08/07 07:46

L'assassinat par un commando armé de son président plonge Haïti dans l'inconnu : L'état de siège est déclaré depuis hier dans tout le pays - Vidéo

Le président haïtien Jovenel Moïse a été assassiné par un commando armé en pleine nuit à son domicile, le Premier ministre par intérim décrétant dans la foulée l'état de siège dans le pays des Caraïbes encore davantage plongé dans la crise. "Nous avons décidé de déclarer l'état de siège dans tout le pays", a déclaré Claude Joseph dans un discours en créole, octroyant ainsi des pouvoirs renforcés à l'exécutif. Il a promis que "les auteurs, les assassins de Jovenel Moïse paieraient pour ce qu'ils ont fait devant la justice". M. Joseph avait annoncé plus tôt mercredi l'attaque ayant causé la mort du président.

"Le président a été assassiné chez lui par des étrangers qui parlaient l'anglais et l'espagnol. Ils ont attaqué la résidence du président de la République", a-t-il affirmé. Le sort de l'épouse de M. Moïse, blessée dans l'attentat qui a eu lieu vers 01H00 locale (05H00 GMT) et hospitalisée, était incertain, certains médias annonçant son décès.

"Elle reçoit actuellement les soins que son cas nécessite", a dit le Premier ministre. Cet événement menace de déstabiliser le pays le plus pauvre des Amériques, déjà confronté à une double crise politique et sécuritaire.

Le Premier ministre a appelé la population au calme et fait savoir que la police et l'armée allaient assurer le maintien de l'ordre. "La situation sécuritaire est sous contrôle", a-t-il assuré. Les rues de la capitale Port-au-Prince étaient calmes mercredi matin, sans présence renforcée de la police ou des forces de sécurité, selon des témoins.

Le président américain Joe Biden a condamné cet "acte odieux", disant les Etats-Unis prêts à apporter leur aide au pays en crise.

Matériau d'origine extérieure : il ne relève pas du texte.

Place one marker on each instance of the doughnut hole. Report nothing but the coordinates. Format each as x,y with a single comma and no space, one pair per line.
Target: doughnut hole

L'Union européenne s'est inquiétée d'une "spirale de violence" par la voix de son chef de la diplomatie Josep Borrell et Paris a dénoncé un "lâche assassinat".

Le Conseil de sécurité de l'ONU s'est dit "profondément choqué" par cet assassinat. En réaction, la République dominicaine a ordonné mercredi la "fermeture immédiate" de sa frontière avec Haïti, les deux pays se partageant la même île. Venu du monde des affaires, Jovenel Moïse, 53 ans, avait été élu président en 2016 sur une promesse de développement de l'économie du pays et avait pris ses fonctions le 7 février 2017.

Actif dans plusieurs domaines économiques, dont l'exploitation de bananeraies, il n'avait alors quasiment aucune expérience en politique au moment de son élection et était très peu connu de ses compatriotes. Haïti est gangrené par l'insécurité et notamment les enlèvements contre rançon menés par des gangs jouissant d'une quasi impunité.

Une situation qui valait à Jovenel Moïse, accusé d'inaction face à la crise, d'être confronté à une vive défiance d'une bonne partie de la société civile.